Doch nicht nur strafrechtlich hat die Störaktion Folgen. Inzwischen hat sich auch die Politik eingeschaltet. Im Zürcher Stadtparlament haben die SP-Gemeinderätin Anna Graff und der Grüne Dominik Waser eine dringliche schriftliche Anfrage eingereicht, die von 60 Gemeinderätinnen und Gemeinderäten aus allen Parteien mitunterzeichnet worden ist – von AL bis SVP.

Im Vorstoss fordern die Politiker, dass sich die Stadt «laut und deutlich» gegen rechtsextreme Gewalt stellt und Betroffene schützt. Die Gemeinderätinnen und Gemeinderäte wollen zudem von der Regierung eine Aufzählung von Vorfällen rechtsextremer Gewalt, aufgeschlüsselt nach betroffener Community. Zudem solle der Stadtrat mögliche Massnahmen gegen die verstärkten öffentlichen Auftritte von Neonazis nennen.

Eine Möglichkeit nennen Graff und Waser gleich selbst: eine Ausweitung der Kampagne «Zürich schaut hin» auf rechtsextreme Gewalt. Mit dem Projekt, das unter Federführung von Stadtpräsidentin Corine Mauch und Sicherheitsvorsteherin Karin Rykart lanciert wurde, sollten bisher vor allem sexuelle, sexistische, homo- oder transfeindliche Belästigungen im öffentlichen Raum und im Nachtleben stärker sichtbar gemacht werden. Seit Mai 2021 können Übergriffe online gemeldet werden.

Auf Anfrage sagt Dominik Waser, der Vorfall an der Zurich Pride zeige, dass der Kampf gegen Homo- und Transfeindlichkeit noch lange nicht gewonnen sei. Dass sich Rechtsextreme trauten, mitten in der Stadt Zürich offen Hassverbrechen zu begehen, gebe ihm zu denken. Dass die rechtsextreme Szene wieder vermehrt aktiv sei, habe man am Wochenende nicht nur am Gottesdienst, sondern auch in Rüti im Zürcher Oberland gesehen.

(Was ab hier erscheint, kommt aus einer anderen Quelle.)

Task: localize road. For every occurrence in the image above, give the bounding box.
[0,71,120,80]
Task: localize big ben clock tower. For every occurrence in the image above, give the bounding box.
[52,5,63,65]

Im dortigen Pfadiheim trafen sich über 50 mehrheitlich deutsche Rechtsextreme für ein Konzert, das die Polizei nach Meldungen von Anwohnern vorzeitig beendete. Laut «Sonntags-Blick» stammten 34 der 53 kontrollierten Personen aus Deutschland, 17 aus der Schweiz und je eine aus Frankreich und Ungarn. Die Polizei klärt nun ab, ob beim Konzert in Rüti der Tatbestand der Diskriminierung und des Aufrufs zu Hass erfüllt worden ist.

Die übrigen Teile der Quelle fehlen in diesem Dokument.